After BFC fell behind on debt payments, BFC and senior lenders Goldman Sachs and Sterling National Bank agreed last year to put the property into foreclosure.
Empire Outlets was planned as a retail centerpiece for economic development on Staten Island’s North Shore, but it became one of a series of projects that faltered. A project to build a 420-foot-tall New York Wheel did not come to fruition.
Earlier this month, Mayor Eric Adams announced that NYC will invest $440M to revitalize the North Shore waterfront.
The city’s plan for the waterfront, which Adams called a “once in a generation investment,” includes the development of 2,400 housing units, a school and open public space. A portion of the city’s investment will include flood resiliency measures.
Lighthouse Point, a 12-story, 115-unit high-rise, is under construction over the St. George Terminal for the Staten Island Ferry, with a completion date expected in late 2024.

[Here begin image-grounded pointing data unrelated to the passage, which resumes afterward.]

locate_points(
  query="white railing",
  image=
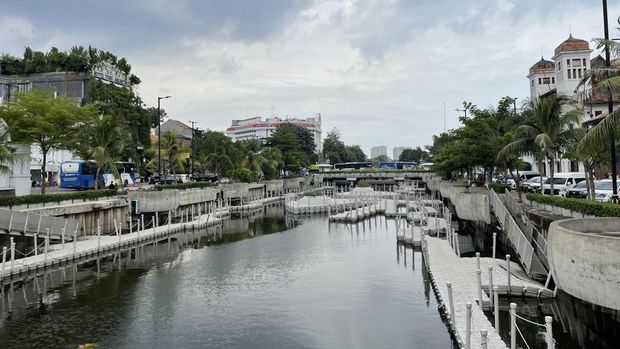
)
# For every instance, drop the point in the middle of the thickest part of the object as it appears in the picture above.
(525, 251)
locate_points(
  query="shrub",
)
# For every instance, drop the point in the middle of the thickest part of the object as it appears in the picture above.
(40, 199)
(499, 187)
(182, 186)
(585, 206)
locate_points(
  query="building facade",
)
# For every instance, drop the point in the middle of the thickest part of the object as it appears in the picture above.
(562, 76)
(257, 128)
(377, 151)
(397, 151)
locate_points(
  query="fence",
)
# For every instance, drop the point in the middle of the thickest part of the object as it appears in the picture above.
(536, 238)
(522, 244)
(32, 223)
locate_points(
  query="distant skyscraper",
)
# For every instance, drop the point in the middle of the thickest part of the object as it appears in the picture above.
(378, 151)
(397, 151)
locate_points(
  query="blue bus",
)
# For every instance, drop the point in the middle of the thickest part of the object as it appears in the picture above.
(78, 174)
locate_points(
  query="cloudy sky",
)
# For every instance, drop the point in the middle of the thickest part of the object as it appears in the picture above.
(379, 70)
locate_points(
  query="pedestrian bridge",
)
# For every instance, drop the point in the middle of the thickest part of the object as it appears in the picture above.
(29, 224)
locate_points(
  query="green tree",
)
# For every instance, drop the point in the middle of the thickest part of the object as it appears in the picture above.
(416, 155)
(549, 128)
(103, 141)
(50, 123)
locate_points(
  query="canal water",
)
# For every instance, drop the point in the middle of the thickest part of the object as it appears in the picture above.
(268, 281)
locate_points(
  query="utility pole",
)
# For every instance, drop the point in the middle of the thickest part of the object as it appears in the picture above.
(610, 108)
(159, 134)
(191, 156)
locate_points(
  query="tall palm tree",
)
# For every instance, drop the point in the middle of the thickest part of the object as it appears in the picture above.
(8, 156)
(105, 140)
(550, 128)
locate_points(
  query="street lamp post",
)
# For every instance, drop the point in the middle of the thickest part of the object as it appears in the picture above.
(191, 156)
(610, 108)
(159, 133)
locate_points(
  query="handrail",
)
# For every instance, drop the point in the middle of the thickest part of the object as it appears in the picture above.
(525, 251)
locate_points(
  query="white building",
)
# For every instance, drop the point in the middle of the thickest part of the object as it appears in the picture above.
(256, 128)
(397, 151)
(377, 151)
(571, 61)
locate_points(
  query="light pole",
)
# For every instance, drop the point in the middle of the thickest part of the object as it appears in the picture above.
(191, 156)
(159, 133)
(610, 108)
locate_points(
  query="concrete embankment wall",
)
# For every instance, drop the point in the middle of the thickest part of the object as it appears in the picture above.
(87, 213)
(469, 206)
(584, 255)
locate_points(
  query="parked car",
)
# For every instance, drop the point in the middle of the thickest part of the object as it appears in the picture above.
(579, 191)
(563, 181)
(535, 187)
(603, 190)
(526, 184)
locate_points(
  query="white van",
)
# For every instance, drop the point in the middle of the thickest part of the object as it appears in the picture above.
(563, 181)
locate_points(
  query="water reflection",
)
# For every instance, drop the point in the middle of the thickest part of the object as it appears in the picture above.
(317, 285)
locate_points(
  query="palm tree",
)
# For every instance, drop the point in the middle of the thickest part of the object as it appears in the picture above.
(173, 151)
(549, 129)
(8, 156)
(105, 141)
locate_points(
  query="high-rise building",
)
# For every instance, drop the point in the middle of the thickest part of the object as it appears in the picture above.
(256, 128)
(397, 151)
(377, 151)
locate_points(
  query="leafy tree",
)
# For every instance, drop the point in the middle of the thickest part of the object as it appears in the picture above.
(549, 128)
(416, 155)
(102, 141)
(50, 123)
(285, 140)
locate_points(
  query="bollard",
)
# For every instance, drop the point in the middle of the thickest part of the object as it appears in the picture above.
(483, 338)
(12, 253)
(513, 325)
(491, 285)
(98, 236)
(494, 242)
(508, 271)
(47, 245)
(549, 334)
(467, 325)
(479, 278)
(451, 303)
(3, 260)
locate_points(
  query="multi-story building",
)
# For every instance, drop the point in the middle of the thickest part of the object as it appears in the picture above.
(397, 151)
(377, 151)
(183, 131)
(563, 76)
(256, 128)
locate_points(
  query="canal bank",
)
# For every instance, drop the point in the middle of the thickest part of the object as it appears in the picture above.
(293, 282)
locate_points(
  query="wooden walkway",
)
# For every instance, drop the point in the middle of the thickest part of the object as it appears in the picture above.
(445, 266)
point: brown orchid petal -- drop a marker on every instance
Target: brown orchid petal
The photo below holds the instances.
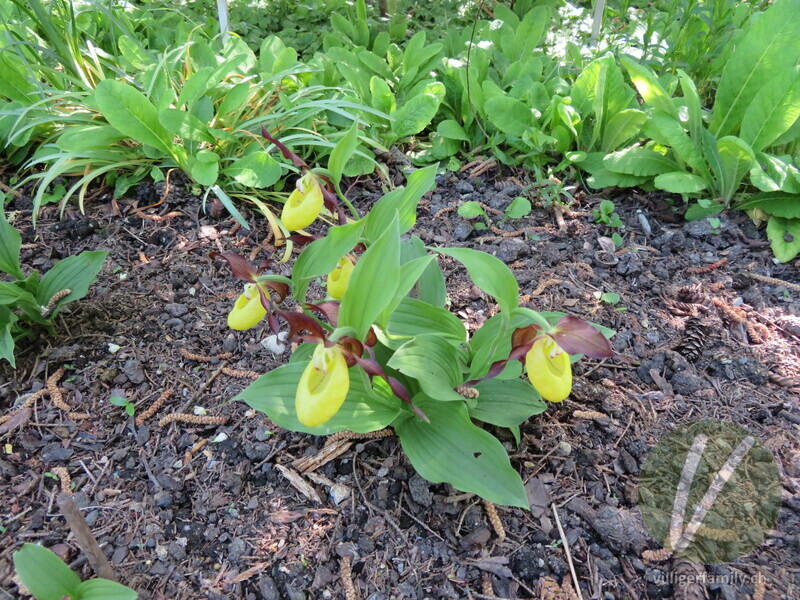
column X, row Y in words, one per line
column 301, row 240
column 300, row 322
column 287, row 154
column 579, row 337
column 352, row 345
column 281, row 289
column 239, row 266
column 524, row 335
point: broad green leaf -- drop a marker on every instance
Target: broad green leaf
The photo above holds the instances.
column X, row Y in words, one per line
column 44, row 574
column 532, row 30
column 410, row 272
column 649, row 87
column 773, row 111
column 520, row 207
column 622, row 127
column 197, row 85
column 430, row 287
column 784, row 237
column 129, row 111
column 84, row 137
column 258, row 170
column 775, row 173
column 736, row 158
column 414, row 115
column 436, row 364
column 770, row 46
column 451, row 129
column 15, row 86
column 373, row 283
column 234, row 100
column 7, row 322
column 413, row 317
column 320, row 256
column 670, row 131
column 506, row 403
column 10, row 243
column 103, row 589
column 451, row 448
column 376, row 64
column 401, row 202
column 184, row 124
column 680, row 182
column 777, row 204
column 490, row 343
column 364, row 409
column 489, row 273
column 381, row 95
column 641, row 162
column 693, row 106
column 509, row 115
column 74, row 273
column 342, row 152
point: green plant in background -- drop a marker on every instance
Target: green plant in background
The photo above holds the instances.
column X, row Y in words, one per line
column 127, row 405
column 606, row 214
column 47, row 578
column 752, row 130
column 34, row 300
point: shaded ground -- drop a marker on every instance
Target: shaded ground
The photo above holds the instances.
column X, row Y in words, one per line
column 187, row 511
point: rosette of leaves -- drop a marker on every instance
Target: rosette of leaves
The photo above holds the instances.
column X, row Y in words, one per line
column 409, row 357
column 27, row 301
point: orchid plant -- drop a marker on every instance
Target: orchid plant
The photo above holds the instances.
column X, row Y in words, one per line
column 381, row 350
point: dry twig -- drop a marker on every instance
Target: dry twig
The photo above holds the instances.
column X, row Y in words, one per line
column 153, row 409
column 192, row 419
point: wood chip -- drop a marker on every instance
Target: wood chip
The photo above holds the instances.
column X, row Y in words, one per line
column 300, row 484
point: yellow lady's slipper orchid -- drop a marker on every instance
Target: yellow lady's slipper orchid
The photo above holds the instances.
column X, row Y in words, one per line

In his second State of the City address at the beginning of the year, Adams proposed to rezone an area on Staten Island’s North Shore to permit expanded mixed-use development and improved waterfront access. The Staten Island rezone is one of a series of zoning shifts the mayor has proposed to speed the development of new housing in NYC.
In January, Adams proposed to rezone a wide swath of Midtown Manhattan to facilitate new housing. The proposal encompassed a 46-block area from W. 23rd to W. 41st streets, where NYC wants to erase zoning restrictions that limit uses to offices or manufacturing—allowing dozens of aging office buildings to be converted into apartments.
Adams estimated that the Midtown area covered by the proposal—which stretches from Chelsea up through the Garment District—can yield 20,000 housing units, making a significant contribution to the mayor’s “Moonshot” plan to build 500K new housing units in NYC in the coming decade.
NYC also is preparing a massive rezoning initiative for a 46-block area in proximity to Metro North train stations in the Bronx. The initiative aims to spur the creation of 6,000 new homes, with a minimum of 25% of the new units designated affordable.
Earlier this month, Adams proposed to rezone a 13-block stretch of Atlantic Avenue in Brooklyn to allow for the development of 4,000 new homes, of which 1,550 will be income-restricted.